Conflict with God or the Divine
Werther does not claim conflict with God or religion but it shows in the way he conducts himself. Undergoing depression, it is common nature to search for the existence of a divine being within oneself. However, Werther does not communicate with God although he believes in Him. He fails to do this because he knows the decree of religion against his plan. Moreover, by demoralizing his human nature, Werther completely denies the existence of the divine or the laws of religion. At the end, the fate he pursues shows his denial of the divine or of religion.

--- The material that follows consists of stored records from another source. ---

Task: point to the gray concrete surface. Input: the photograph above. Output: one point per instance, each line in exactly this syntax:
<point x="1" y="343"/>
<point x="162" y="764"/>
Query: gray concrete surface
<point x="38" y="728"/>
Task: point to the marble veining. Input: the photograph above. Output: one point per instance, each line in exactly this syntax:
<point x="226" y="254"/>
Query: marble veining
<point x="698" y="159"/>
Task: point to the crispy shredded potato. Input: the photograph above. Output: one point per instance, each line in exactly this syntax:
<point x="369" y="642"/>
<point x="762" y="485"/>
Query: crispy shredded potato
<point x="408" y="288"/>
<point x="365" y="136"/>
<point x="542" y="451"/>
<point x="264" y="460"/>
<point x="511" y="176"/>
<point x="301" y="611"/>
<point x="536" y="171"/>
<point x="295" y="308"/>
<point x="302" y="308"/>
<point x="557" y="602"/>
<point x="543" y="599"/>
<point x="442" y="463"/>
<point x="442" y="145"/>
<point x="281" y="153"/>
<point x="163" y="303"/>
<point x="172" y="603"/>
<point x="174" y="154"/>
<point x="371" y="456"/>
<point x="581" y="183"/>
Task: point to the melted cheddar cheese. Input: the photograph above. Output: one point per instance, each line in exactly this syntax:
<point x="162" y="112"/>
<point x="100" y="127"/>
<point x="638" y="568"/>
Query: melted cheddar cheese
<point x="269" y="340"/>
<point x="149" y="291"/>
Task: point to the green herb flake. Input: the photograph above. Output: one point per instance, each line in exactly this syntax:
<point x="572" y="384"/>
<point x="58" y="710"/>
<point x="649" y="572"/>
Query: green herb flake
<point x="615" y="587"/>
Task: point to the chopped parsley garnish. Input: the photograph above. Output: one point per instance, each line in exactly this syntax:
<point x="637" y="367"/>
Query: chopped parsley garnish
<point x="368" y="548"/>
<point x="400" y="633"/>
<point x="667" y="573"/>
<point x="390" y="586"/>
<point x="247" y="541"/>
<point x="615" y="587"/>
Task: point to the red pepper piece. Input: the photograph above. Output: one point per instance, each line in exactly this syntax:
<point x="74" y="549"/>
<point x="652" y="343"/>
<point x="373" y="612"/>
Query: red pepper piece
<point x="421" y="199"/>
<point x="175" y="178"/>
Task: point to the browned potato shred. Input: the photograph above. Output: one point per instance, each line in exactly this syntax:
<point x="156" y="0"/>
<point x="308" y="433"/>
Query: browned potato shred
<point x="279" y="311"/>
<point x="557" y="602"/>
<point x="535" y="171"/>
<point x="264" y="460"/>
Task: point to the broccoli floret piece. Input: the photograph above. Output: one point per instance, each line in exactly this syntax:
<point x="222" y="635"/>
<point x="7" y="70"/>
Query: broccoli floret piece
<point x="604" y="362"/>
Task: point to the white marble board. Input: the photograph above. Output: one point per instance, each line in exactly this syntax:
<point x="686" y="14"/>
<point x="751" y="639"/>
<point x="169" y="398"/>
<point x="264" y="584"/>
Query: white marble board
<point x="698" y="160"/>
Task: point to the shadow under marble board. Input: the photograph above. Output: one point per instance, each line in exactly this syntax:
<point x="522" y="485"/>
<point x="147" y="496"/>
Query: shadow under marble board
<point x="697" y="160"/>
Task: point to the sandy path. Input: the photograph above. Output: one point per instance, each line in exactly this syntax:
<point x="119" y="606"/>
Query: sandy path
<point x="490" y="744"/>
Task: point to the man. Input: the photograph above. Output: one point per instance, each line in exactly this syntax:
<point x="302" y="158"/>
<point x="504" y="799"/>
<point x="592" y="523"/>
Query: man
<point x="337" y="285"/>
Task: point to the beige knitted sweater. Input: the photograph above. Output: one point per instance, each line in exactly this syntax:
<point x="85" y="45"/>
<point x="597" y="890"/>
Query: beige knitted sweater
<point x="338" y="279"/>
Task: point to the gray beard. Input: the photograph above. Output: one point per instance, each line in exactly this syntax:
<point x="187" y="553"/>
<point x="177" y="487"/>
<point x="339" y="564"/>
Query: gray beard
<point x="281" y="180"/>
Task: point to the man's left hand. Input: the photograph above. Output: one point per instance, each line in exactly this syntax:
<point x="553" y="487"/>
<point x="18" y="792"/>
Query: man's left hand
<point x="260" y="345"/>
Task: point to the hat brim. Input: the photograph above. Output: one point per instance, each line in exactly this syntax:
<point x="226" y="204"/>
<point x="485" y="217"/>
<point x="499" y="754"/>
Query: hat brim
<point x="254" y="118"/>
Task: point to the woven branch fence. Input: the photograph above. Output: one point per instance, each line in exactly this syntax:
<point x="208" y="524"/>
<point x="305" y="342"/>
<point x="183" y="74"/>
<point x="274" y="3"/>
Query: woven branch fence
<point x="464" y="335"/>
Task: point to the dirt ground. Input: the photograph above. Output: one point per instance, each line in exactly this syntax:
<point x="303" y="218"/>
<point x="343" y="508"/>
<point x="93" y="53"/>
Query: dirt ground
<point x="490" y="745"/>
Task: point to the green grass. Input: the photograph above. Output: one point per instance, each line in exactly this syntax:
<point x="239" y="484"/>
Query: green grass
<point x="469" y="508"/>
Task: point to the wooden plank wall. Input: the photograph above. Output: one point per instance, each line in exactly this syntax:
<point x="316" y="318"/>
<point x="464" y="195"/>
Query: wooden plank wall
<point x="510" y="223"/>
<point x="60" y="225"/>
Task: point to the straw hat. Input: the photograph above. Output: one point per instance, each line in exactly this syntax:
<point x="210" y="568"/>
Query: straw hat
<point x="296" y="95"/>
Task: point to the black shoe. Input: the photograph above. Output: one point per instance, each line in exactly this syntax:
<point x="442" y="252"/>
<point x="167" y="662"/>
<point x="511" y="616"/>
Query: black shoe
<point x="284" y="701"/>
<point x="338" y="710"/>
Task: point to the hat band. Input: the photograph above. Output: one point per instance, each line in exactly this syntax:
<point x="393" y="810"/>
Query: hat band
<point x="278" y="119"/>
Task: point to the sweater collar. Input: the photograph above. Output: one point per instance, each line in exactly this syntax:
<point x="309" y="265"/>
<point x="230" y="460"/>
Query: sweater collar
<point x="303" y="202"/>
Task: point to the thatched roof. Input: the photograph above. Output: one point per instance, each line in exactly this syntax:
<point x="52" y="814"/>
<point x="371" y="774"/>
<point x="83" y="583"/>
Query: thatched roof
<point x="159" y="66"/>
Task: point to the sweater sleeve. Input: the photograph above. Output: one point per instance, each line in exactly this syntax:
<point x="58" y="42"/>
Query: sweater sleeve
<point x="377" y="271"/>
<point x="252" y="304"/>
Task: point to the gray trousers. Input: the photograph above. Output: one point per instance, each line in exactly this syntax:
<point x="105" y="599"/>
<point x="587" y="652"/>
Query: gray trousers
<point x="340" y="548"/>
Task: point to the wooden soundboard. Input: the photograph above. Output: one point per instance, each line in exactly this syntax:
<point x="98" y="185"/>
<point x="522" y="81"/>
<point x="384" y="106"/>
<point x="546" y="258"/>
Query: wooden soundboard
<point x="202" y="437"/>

The many conflicts that Werther experiences undoubtedly leads him to confusion, depression, and later on to dilemma. When he finally cannot bear the dilemma, Werther resorts to suicide, because he thinks this would end up all his sufferings. In psychology, this experience could be a sign of neurosis. The character’s inability to control his tragic flaws is one sign that he is not psychologically healthy. A person who is mentally well will not allow himself to commit all the sins mentioned above, such as sloth, lust, envy, wrath and pride. Rather, his inner strength would allow him to realize his mistakes and balance himself.
Werther’s inability to balance himself is demonstrated in the last part. There is a shift in the narrator at the end of the story, which describes the fate of the main character. It states that “Sorrow and discontent had taken deep root in Werther’s soul, and gradually imparted their character to his whole being. The harmony of his mind became completely disturbed.”
For some, Werther ‘s condition could be considered a neurosis. The inability to balance oneself is one sign, and his denial of the conflicts that exists between him and the world is another. Furthermore, his decision to end his life, a motive that is certainly not normal to average people, is an ultimate sign that Werther is not psychologically well.
It is compelling to think how a young man like Werther develops the thought of ending his sufferings through suicide. As discussed, the character’s dilemma starts from his desperate love for Charlotte. However, certain aspects in Werther’s life contribute to this inclination, such as his idleness, isolation, and inability to adapt to changes. The work of Goethe is successful in making its readers realize how a person, especially the youth, could be affected negatively by unrequited love, and how the suffering could lead one to lose his senses and opt to a radical decision of committing suicide.